Kate Cordsen (born 1964, Great Falls, Virginia, United States) is an American photographer and contemporary artist. Cordsen lives in New York City.
She received a BA in the history of art and East Asian Studies from Washington and Lee University (founded 1749) where she was the first woman in the university's history to receive an undergraduate degree. Cordsen has an MPP from Georgetown University and studied Chinese and Japanese Art History at Harvard University and photography at the International Center of Photography.
In the late 1980s Kate Cordsen worked for Ford Models. She walked the runway and did print advertisements for many fashion designers including the Japanese avant-garde artists Rei Kawakubo, Issey Miyake and Yohji Yamamoto. Cordsen credits this time as a model as both the beginning of her education in photography and as formative in understanding Japanese aesthetics.
Known for large format landscapes, Cordsen produces ethereal and ambiguous images that evoke ideas of fragmented memories and temporality. Her landscapes are, at first glance, simply meditative, but reveal impassioned and dramatic depths upon second and third looks. She often combines 19th century chemical methods with traditional film and digital technologies. Kate Cordsen's landscapes are a hybrid study of both photography and painting. The final result is that her pieces possess a certain aesthetic that seems attainable only through the act of painting.

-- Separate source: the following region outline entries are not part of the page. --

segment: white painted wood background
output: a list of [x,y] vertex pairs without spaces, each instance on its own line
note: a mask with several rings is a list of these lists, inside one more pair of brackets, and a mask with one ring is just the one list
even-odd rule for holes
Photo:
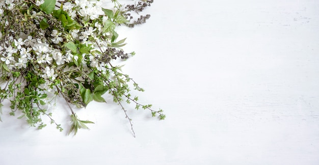
[[319,1],[157,0],[143,13],[118,31],[137,52],[124,71],[167,119],[131,105],[134,138],[108,99],[78,110],[95,124],[67,136],[67,121],[39,131],[4,109],[1,164],[319,164]]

From 2015, Cordsen has worked exclusively in cyanotype and gum bichromate, two of the earliest forms of photography. In a departure from her ethereal, magical realist landscapes, she is creating monumental abstract photograms that invoke the works of early modernists Harry Holtzman, Piet Mondrian and Laszlo Moholy-Nagy. Using primarily found objects, she composes her large-format photogram photographs through a demanding process that requires both physical, painterly dynamism, and chemical precision. Kate Cordsen's work explores the tension between chance, accident, and control.